Speaker
Description
Helicases are essential and ubiquitous enzymes, playing a key role in a variety of processes in DNA and RNA metabolism. A subset of helicases play specialised and specific functions by resolving/remodelling a variety of atypical DNA structures, such as G-quadruplexes, triplexes, Holliday junctions, as well as displacement loops (D-loops and R-loops): among those a major role is played by the FeS family. Helicases containing FeS-clusters are ubiquitous but their exact mechanism of action is poorly understood; no structural information is available for some medically-relevant members of the family, like FANCJ, DDX11 and RTEL1.The combination of the intrinsic conformational flexibility, FeS cluster lability and size makes them challenging targets for structural biology.
DDX11 plays an important role in sister-chromatid cohesion, associates with the replisome and is involved in processing non-canonical nucleic acid structures.

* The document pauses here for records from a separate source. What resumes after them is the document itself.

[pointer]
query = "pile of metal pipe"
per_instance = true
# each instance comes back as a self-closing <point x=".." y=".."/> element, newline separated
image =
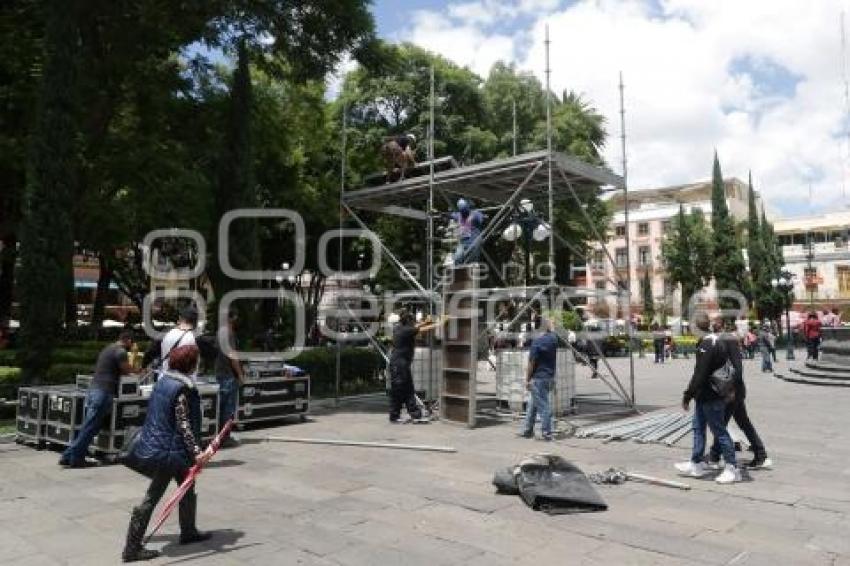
<point x="654" y="428"/>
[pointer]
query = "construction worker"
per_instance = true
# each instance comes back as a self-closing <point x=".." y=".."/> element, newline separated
<point x="402" y="392"/>
<point x="539" y="380"/>
<point x="469" y="223"/>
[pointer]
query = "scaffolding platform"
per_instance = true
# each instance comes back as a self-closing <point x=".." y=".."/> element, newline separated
<point x="490" y="183"/>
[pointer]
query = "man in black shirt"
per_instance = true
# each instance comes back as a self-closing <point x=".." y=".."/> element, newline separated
<point x="401" y="380"/>
<point x="111" y="364"/>
<point x="710" y="407"/>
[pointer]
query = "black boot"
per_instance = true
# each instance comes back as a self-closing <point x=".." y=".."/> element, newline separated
<point x="134" y="551"/>
<point x="188" y="531"/>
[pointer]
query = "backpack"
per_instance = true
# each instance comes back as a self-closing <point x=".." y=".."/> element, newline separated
<point x="722" y="380"/>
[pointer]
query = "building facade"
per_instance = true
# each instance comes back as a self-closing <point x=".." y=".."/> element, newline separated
<point x="651" y="217"/>
<point x="817" y="252"/>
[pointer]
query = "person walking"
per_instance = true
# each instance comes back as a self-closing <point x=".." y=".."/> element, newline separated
<point x="658" y="341"/>
<point x="169" y="445"/>
<point x="402" y="390"/>
<point x="539" y="380"/>
<point x="737" y="409"/>
<point x="709" y="408"/>
<point x="764" y="349"/>
<point x="229" y="375"/>
<point x="112" y="363"/>
<point x="812" y="334"/>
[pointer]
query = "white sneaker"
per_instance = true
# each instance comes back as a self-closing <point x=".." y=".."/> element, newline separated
<point x="730" y="474"/>
<point x="692" y="469"/>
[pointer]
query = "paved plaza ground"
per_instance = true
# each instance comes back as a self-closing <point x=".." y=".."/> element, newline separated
<point x="273" y="503"/>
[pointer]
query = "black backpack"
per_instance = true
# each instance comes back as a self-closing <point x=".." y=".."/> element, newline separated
<point x="722" y="380"/>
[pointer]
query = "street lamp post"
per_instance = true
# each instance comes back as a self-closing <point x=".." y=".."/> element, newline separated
<point x="528" y="224"/>
<point x="785" y="284"/>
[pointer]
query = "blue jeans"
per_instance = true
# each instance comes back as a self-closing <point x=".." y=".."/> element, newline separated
<point x="467" y="251"/>
<point x="540" y="389"/>
<point x="712" y="414"/>
<point x="766" y="362"/>
<point x="97" y="408"/>
<point x="228" y="387"/>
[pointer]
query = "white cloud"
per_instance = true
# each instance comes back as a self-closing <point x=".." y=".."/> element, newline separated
<point x="682" y="98"/>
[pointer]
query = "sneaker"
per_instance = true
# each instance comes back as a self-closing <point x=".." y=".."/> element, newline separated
<point x="759" y="462"/>
<point x="730" y="474"/>
<point x="692" y="469"/>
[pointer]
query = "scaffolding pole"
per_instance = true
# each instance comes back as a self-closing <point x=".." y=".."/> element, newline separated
<point x="629" y="331"/>
<point x="339" y="265"/>
<point x="430" y="268"/>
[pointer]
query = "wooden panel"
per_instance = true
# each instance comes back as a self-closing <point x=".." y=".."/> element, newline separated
<point x="455" y="410"/>
<point x="455" y="383"/>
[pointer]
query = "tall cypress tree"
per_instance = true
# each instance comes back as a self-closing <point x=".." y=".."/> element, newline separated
<point x="237" y="187"/>
<point x="687" y="255"/>
<point x="728" y="259"/>
<point x="47" y="244"/>
<point x="756" y="252"/>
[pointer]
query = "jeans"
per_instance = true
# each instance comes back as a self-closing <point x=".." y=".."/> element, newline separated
<point x="712" y="414"/>
<point x="737" y="409"/>
<point x="540" y="389"/>
<point x="228" y="387"/>
<point x="402" y="392"/>
<point x="813" y="344"/>
<point x="766" y="362"/>
<point x="467" y="251"/>
<point x="659" y="351"/>
<point x="97" y="408"/>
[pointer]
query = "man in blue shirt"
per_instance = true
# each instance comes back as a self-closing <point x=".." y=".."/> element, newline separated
<point x="469" y="223"/>
<point x="539" y="381"/>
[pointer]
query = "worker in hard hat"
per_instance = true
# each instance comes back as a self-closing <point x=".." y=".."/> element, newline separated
<point x="469" y="222"/>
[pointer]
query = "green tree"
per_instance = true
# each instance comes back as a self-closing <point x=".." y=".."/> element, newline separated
<point x="728" y="261"/>
<point x="507" y="89"/>
<point x="648" y="300"/>
<point x="46" y="233"/>
<point x="687" y="254"/>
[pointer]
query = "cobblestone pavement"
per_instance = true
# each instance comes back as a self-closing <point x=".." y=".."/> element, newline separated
<point x="273" y="503"/>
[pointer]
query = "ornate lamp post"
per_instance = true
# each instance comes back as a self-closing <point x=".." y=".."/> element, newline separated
<point x="785" y="284"/>
<point x="528" y="224"/>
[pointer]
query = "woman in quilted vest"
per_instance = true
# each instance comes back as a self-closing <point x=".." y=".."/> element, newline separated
<point x="169" y="444"/>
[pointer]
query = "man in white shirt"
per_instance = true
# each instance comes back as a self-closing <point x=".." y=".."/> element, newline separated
<point x="181" y="335"/>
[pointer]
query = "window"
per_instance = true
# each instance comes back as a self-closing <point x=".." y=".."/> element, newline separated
<point x="843" y="273"/>
<point x="644" y="256"/>
<point x="621" y="257"/>
<point x="599" y="260"/>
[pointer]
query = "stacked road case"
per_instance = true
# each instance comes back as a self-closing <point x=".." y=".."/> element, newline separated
<point x="271" y="392"/>
<point x="31" y="418"/>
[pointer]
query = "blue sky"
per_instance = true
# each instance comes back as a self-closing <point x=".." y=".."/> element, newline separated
<point x="760" y="81"/>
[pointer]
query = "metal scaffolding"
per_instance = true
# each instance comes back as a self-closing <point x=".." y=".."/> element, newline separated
<point x="545" y="177"/>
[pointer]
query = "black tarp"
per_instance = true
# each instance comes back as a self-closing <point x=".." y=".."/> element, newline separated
<point x="549" y="483"/>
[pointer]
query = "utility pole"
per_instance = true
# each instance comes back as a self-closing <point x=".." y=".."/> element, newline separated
<point x="549" y="163"/>
<point x="629" y="332"/>
<point x="513" y="108"/>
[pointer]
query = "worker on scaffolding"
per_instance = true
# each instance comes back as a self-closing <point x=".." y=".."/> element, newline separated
<point x="402" y="391"/>
<point x="469" y="223"/>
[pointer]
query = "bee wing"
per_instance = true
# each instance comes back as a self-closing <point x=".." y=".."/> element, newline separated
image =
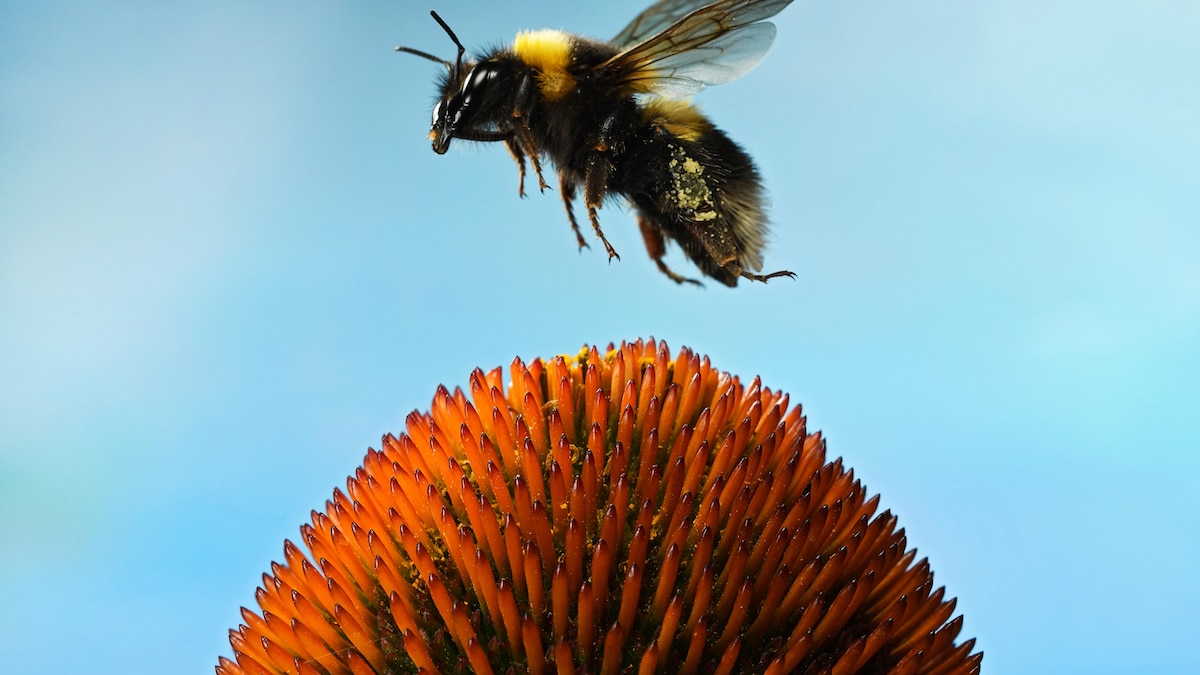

We have expressed and purified the human protein with an intact FeS cluster and carried out an extensive biochemical characterization. We have collected Cryo-EM data for the protein alone and in complex with a DNA fork: the apo structure is being refined at 3.5 Å resolution and a preliminary 5 Å structure in complex with a DNA fork has been determined. We can clearly see the path of the DNA fork bound to the helicase including the double helix, and the 5’ single strand across the motor domains. Interestingly, in same regions the structure differs significantly from the AlphaFold model.
These structures provide an essential framework to better understand the role of these enzymes.